On the bike, listening isn't just hearing. It's paying attention. It's noticing the tension in your shoulders before it turns into pain. It's recognizing when your breathing becomes shallow. It's feeling the difference between tired and depleted. It's learning to distinguish between resistance and wisdom.
Some days, my body says, "Let's go."
Other days, it whispers, "Not today."
The challenge is that those messages aren't always obvious. For years, I treated every signal the same way. Push through. Try harder. Keep going. Sometimes that worked.
Until it didn't.
Learning From Burnout
A season of burnout taught me what the bike had been trying to teach me all along. The body whispers first. Then it insists. The problem is that many of us don't start listening until the message becomes impossible to ignore.
We wait for exhaustion.
For illness.
For resentment.
For tears.
For a breakdown.
Then we call it self-care.
Listening Begins With Awareness
But listening begins much earlier than that. It begins with awareness. By paying attention to what is happening before it becomes a crisis. Noticing when your energy feels different. When your patience is shorter. When your joy feels harder to access. When something feels off, even if you can't yet explain why.

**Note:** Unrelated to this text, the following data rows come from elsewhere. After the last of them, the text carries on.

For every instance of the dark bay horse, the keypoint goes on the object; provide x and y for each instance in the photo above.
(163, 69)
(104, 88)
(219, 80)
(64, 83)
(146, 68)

That kind of listening isn't passive. It's active. Intentional. It requires curiosity. It requires honesty. And sometimes it requires the courage to hear an answer you don't want.
Because listening doesn't always tell us to stop. Sometimes it tells us to keep going. I've had days when I didn't feel like riding, only to discover that movement was exactly what I needed. I've had conversations I wanted to avoid that became the very thing that moved me forward. I've had moments when the wise choice wasn't rest. It was action.
That's why self-awareness matters. Listening isn't about always doing less. And it isn't about always pushing through. It's about knowing the difference. It's about learning to trust the signals your body, mind, and spirit are sending you. And responding with intention instead of habit.
These days, before I start a ride, I check in. Not with my watch. With myself. How do I feel? What do I need? What kind of effort makes sense today? The answers aren't always the same. Neither am I.
And maybe that's the point.
The goal isn't perfection. The goal is presence.
Because when we learn how to listen, we stop fighting ourselves.
And that's often where the real ride begins.